ひみつノート

とりとめのないただの日記です。

最近読んだ本 2021年 7月

雪国

川端康成

雪国は好きで何年かに1度読みたくなって読んでいる。出だしがとにかく有名なこの物語は、3ページ目で突然男女の情愛を表す表現が出てきて、初めて読んだ時それはそれはびっくりしたものだった。けれど書評などでよく言われているように、決定的なことは何も書かれていないのだ。男女のあれこれを微に入り細に入り書いている小説もあるけれど、精神的に疲れている時なんかは私はどうもそういった描写が読めなくなってしまうので、このくらい上手に書かずに書く、をやってくれるとありがたい。いつ読んでも駒子が可愛く魅力的だと思った。

 

赤い長靴

江國香織

私が読んだ限りではだけれども、江國香織さんは本当に結婚を良いふうに書かない。大概の夫たちは悪びれもせず不倫しているし、不倫していない夫はでくの坊のように書かれている。その中でもこれに出てくる逍三は人とろくに会話が出来ないというか、読んでいて心配になるくらいコミュニケーションがとれていないのだが、不思議とここの夫婦はこれでいいというか、結婚生活を経てそれが良くなってしまっているというか、まあ、この2人がそれで良いならそれで良いか。
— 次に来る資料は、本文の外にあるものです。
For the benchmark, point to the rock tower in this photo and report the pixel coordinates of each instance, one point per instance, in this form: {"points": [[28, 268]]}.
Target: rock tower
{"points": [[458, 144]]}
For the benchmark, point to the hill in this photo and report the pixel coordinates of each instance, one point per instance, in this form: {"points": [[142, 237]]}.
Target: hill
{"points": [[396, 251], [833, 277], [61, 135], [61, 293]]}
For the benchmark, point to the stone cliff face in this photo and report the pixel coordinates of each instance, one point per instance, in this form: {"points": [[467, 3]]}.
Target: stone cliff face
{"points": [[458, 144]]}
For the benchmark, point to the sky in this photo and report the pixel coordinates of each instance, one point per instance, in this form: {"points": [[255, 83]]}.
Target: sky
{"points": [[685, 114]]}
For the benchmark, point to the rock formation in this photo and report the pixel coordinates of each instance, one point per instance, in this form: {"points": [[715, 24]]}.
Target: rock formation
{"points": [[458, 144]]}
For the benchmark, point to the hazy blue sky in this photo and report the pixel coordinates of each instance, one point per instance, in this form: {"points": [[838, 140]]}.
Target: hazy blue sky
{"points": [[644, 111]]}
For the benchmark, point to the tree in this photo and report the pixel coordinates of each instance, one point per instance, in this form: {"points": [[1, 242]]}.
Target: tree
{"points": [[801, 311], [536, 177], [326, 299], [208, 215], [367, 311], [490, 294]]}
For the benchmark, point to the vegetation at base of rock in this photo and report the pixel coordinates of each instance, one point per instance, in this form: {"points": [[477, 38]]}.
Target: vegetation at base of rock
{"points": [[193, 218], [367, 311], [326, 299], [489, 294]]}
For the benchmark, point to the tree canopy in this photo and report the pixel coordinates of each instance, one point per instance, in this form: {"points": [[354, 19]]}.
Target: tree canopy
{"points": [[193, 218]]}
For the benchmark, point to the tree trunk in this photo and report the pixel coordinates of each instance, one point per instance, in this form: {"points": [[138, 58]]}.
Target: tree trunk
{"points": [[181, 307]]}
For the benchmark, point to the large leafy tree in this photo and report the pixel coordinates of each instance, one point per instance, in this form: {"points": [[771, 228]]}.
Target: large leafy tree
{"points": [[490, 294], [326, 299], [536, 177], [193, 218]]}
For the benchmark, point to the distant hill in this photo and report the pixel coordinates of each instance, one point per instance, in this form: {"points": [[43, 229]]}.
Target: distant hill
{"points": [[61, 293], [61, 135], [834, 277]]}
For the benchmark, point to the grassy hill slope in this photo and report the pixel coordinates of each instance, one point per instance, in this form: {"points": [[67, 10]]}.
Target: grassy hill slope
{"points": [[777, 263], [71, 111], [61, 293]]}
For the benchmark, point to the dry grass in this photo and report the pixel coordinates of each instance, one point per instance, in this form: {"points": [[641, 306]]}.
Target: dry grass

となってしまう不思議な作品。私も結婚したら気持ちが分かるのかな。

 

夜行秘密

カツセマサヒコ

これは、かつて起こりえたかもしれなかったことで、現代を生きているといつか起こるかもしれない出来事だという気持ちになった。SNSでの誹謗中傷が、どれだけ人を追い詰めているかなんて分からないし、追い詰めている人達は考えもしていないのだ。この本を読んでいる最中も、何人もの人がネットでボロボロに叩かれていた。確かに許されないことをした人は大勢いる。けれど、例えばその人たちの家族や周りの人まで叩き出すと、それはもういじめと同じである。我々はなぜそれが分からないのだろう。カツセさんは何を思いながらこの物語を書いたのだろう。

 

学校の青空

角田光代

この短編集に出てくる「学校ごっこ」という物語がめちゃくちゃ怖くて、途中でもう私は読めなくなってしまった。たかが小説なのである。なのに、すぐ近くで起こっているかのような怖さとリアルさがあって、それはもう角田光代という人がとにかく上手いということに尽きるのだけれども、でも今思い出しても怖いし、紙の本で持っていたら売ってしまいたいくらい手元に置きたくない!と思ってしまった。電子書籍で買ってしまったので売れないんですが。こんな教師が現実にいないことを祈りたい。